Initially, the television show was not a success for the network. After about eight years, the show began to take off, and the presence of Roger Barr was cemented into the minds and hearts of viewers.  Over the years, Barr and Carini have worked on all kinds of vehicles, from Packards to more modern muscle cars and almost everything in between. The program takes viewers through the entire process, from finding and purchasing the cars to working through the restoration and occasionally selling them to potential buyers.

Most Memorable Restorations

Over the years, there have been several unique cars that the folks at Chasing Classic Cars have put their loving hands on.

1956 Baby Ferrari Racer

One of the most memorable collaborations that Carini and Barr did on the show was the 1956 Baby Ferrari Racer in the second episode of season six. The car was a toy car with a stunning design (it was based on the Ferrari 375MM Spyder) and was powered by an electric motor, seating two small children. Not many of these toys were made in the 50s and were primarily for affluent families. (There is a story that Dwight Eisenhower's grandchildren may have owned a pair). The restoration was partnered with Carini’s father, and the sale at Bonhams benefitted the charity “Autism Speaks” - a national organization dedicated to increasing the awareness of this affliction so many children suffer. The car sold for $18,000.

1921 Stutz Bearcat

One of the best, most well-preserved finds the duo made was the 1921 Stutz Bearcat. Housed in a garage since the 1950s, this original sports car was made as an everyman’s roadster, a version of the car that competed in Indianapolis and was sold to the general public. The car was not hard to get running (new pugs, wiring, and some cleaning). The car sat in Carini’s shop for about a year before winning the 2016 FIVA Award for best regularly driven car from the early 1900s. Eventually, the car would be sold to new owners at auction for a winning bid of $594,000, which was substantially more than the $30k it was rumored to have been sold for when Carinin found it.

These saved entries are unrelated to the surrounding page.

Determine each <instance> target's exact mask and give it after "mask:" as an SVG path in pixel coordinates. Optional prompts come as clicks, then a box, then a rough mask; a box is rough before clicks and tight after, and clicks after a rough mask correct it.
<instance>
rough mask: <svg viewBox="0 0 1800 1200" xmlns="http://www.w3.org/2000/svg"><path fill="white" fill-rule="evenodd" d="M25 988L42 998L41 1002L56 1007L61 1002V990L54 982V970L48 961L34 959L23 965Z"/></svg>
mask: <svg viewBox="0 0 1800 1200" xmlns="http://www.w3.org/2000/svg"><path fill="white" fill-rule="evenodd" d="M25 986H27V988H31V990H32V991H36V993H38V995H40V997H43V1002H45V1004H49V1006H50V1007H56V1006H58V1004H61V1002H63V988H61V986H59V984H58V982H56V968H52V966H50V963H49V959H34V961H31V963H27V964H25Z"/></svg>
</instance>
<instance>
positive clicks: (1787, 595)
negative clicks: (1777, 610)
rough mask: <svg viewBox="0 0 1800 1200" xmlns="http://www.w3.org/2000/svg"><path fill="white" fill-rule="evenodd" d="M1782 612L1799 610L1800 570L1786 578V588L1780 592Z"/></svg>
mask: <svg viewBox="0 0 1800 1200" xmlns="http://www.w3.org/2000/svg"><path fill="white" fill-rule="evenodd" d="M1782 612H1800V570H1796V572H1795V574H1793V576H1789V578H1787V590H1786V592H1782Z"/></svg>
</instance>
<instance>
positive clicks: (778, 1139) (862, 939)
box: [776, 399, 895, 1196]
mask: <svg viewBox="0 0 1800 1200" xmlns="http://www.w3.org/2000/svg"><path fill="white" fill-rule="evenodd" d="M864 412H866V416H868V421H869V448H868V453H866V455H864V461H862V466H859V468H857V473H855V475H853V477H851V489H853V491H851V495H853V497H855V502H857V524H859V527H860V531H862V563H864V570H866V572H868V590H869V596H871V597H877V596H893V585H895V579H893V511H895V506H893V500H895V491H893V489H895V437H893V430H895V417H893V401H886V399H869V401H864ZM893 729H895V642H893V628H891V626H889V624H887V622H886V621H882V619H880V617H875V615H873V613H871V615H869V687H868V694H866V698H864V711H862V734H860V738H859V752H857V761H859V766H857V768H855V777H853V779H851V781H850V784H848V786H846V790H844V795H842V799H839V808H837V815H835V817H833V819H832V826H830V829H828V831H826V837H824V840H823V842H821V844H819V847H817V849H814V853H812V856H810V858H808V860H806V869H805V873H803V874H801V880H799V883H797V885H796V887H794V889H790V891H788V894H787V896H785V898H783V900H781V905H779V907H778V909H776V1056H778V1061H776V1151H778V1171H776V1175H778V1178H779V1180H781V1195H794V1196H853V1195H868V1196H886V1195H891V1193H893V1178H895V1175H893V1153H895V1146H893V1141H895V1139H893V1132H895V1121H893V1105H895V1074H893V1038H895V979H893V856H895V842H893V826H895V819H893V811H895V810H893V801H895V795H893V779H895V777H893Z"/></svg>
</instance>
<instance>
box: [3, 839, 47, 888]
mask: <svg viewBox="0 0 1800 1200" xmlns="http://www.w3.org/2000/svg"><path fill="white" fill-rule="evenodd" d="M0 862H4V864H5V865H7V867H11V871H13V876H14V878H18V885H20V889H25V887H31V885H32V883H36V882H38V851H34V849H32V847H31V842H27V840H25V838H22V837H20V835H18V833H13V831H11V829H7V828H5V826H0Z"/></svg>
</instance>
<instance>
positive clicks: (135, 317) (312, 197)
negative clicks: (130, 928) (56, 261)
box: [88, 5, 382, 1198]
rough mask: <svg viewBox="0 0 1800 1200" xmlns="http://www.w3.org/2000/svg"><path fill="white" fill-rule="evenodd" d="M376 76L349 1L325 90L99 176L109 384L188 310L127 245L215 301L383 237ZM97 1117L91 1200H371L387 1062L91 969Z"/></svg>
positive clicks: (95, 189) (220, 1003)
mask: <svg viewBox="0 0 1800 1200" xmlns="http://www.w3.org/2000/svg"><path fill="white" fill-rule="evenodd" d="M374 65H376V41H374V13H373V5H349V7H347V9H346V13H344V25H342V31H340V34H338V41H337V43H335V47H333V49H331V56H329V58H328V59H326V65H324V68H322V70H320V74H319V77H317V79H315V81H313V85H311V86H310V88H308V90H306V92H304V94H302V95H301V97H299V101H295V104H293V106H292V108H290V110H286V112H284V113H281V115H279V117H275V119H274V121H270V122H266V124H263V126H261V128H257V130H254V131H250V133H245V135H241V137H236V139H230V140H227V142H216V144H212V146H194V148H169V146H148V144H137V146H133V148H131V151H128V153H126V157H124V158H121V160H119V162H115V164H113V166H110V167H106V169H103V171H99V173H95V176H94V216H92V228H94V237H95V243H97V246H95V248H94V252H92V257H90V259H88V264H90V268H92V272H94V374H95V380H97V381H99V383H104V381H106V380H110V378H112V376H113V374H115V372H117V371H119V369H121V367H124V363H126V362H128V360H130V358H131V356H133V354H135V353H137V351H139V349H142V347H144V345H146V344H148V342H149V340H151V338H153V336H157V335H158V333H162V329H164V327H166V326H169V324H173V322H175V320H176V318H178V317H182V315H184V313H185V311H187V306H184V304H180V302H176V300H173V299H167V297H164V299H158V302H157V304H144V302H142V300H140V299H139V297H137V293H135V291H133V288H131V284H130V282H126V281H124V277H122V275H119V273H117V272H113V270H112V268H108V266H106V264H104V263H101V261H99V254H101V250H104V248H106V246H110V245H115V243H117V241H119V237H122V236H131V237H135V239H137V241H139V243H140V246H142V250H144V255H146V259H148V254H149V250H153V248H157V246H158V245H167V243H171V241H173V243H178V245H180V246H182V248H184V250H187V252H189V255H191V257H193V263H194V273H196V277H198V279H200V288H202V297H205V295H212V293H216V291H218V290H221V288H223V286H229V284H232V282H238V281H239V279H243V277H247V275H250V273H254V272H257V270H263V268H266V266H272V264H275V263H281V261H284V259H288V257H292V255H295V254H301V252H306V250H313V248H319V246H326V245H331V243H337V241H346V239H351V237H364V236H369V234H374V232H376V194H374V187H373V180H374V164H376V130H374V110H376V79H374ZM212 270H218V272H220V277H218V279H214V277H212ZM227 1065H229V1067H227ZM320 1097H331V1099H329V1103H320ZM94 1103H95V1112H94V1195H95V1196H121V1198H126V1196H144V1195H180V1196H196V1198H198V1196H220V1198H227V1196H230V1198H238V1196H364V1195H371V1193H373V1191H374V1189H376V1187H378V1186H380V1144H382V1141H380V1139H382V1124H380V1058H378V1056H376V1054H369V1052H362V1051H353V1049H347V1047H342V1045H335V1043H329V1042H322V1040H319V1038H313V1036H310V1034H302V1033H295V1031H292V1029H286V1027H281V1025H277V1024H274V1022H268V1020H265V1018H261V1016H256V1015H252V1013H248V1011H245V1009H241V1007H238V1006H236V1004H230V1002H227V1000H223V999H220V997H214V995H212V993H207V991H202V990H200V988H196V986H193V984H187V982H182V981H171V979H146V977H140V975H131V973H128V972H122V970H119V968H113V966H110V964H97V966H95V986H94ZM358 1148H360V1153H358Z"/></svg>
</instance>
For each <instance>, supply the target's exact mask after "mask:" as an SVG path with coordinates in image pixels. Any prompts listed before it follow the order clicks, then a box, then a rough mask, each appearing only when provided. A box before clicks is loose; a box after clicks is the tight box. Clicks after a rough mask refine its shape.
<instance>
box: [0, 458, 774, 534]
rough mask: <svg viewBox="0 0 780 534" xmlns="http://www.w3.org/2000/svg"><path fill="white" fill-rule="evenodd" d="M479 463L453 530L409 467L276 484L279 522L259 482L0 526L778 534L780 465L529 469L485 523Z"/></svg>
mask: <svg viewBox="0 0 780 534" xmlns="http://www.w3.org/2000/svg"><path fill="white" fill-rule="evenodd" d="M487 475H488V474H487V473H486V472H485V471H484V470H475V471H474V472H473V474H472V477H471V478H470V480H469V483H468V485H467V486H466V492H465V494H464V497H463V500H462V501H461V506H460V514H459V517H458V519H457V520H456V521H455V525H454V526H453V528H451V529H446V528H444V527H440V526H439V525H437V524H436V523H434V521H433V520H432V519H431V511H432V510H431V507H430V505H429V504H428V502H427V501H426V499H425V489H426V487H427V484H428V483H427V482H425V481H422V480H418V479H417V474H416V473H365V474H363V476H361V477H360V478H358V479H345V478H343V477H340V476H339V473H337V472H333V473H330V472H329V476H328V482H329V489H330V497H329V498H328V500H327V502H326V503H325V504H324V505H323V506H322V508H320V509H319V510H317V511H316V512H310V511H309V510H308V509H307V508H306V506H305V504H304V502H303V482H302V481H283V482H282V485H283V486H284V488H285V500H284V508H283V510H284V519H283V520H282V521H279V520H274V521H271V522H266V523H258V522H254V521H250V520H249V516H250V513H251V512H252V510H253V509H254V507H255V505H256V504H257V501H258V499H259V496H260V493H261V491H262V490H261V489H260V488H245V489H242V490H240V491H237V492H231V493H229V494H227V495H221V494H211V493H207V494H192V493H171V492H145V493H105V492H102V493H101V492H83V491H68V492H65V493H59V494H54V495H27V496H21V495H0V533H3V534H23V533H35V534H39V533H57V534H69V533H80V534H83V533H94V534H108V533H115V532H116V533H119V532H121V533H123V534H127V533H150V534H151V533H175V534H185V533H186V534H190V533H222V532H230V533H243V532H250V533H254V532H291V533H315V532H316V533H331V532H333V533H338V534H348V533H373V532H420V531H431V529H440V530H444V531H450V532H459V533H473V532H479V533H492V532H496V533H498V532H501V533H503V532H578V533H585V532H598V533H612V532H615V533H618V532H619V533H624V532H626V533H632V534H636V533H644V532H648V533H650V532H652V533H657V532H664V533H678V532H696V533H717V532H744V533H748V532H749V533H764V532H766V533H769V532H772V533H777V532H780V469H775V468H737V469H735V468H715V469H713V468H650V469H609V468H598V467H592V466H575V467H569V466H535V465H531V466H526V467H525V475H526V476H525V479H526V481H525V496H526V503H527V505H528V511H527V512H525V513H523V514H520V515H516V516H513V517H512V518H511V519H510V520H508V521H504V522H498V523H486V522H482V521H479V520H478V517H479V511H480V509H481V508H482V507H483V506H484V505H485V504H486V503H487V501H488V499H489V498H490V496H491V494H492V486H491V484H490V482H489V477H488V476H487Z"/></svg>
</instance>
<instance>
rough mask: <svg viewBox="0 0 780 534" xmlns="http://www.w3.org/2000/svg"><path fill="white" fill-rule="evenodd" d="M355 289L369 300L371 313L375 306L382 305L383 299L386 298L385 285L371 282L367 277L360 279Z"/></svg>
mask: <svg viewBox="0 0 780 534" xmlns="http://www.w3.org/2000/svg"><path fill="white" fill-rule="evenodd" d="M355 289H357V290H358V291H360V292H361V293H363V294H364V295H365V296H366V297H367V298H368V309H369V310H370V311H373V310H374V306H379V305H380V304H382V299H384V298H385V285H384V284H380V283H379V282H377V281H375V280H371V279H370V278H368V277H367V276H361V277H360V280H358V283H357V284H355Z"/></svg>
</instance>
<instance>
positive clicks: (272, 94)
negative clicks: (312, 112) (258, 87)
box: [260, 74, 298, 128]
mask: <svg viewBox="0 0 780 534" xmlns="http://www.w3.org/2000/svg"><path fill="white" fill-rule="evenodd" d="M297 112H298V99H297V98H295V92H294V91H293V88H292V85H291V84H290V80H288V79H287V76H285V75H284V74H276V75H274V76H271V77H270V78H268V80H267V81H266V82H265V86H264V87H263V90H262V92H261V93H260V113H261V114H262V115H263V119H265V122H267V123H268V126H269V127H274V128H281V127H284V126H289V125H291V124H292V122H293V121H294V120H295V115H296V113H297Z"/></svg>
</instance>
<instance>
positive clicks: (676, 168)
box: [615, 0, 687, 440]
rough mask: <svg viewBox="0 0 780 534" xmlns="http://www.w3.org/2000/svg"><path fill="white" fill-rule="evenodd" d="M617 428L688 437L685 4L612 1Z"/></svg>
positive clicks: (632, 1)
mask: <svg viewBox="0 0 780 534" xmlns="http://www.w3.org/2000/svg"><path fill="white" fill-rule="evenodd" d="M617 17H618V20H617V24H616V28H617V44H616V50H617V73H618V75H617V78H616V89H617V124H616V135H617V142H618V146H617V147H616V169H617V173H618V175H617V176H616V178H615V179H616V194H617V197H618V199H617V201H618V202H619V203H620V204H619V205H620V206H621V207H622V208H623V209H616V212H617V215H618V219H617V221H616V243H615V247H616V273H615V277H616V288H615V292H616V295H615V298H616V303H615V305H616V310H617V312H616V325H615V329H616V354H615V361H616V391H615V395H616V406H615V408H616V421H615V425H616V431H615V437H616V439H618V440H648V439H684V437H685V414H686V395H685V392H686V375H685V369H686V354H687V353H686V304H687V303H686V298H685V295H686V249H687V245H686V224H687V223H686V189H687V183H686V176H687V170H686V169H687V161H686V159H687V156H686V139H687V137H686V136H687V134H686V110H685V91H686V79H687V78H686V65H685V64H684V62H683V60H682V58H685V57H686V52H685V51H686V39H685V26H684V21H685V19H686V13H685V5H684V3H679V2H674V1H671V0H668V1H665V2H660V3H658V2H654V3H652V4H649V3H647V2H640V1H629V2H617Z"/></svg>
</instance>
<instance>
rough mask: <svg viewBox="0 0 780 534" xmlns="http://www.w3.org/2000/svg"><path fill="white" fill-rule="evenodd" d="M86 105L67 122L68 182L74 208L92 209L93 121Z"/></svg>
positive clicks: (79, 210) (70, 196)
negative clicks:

1964 Shelby Cobra USRRC Roadster

This car was a rare Shelby built to racing specifications and was one of only 42 thought to have existed. The USSRC (United States Road Racing Championship) was created in 1962 by the Sports Car Club of America as the premier road race. Open to drivers worldwide, it quickly gained prominence among racing enthusiasts, and Carl Shelby was no exception. He designed this Cobra as a lean and fast race car (a 1964 Cobra won its first SCCA’s Midwest Division A Production Championship with Mack Yates - a Kirkwood auto dealer driving). Ford dominated the circuit for several years. The Shelby Carini and Barr restored was considered a prime example of racing history and one of the purest original roadsters ever.

The episode from 2011 found Carini very nervous because he had offered the car without reserve, which meant that he had to accept the winning bid. Much to his relief, the car sold for a cool $1.5 million.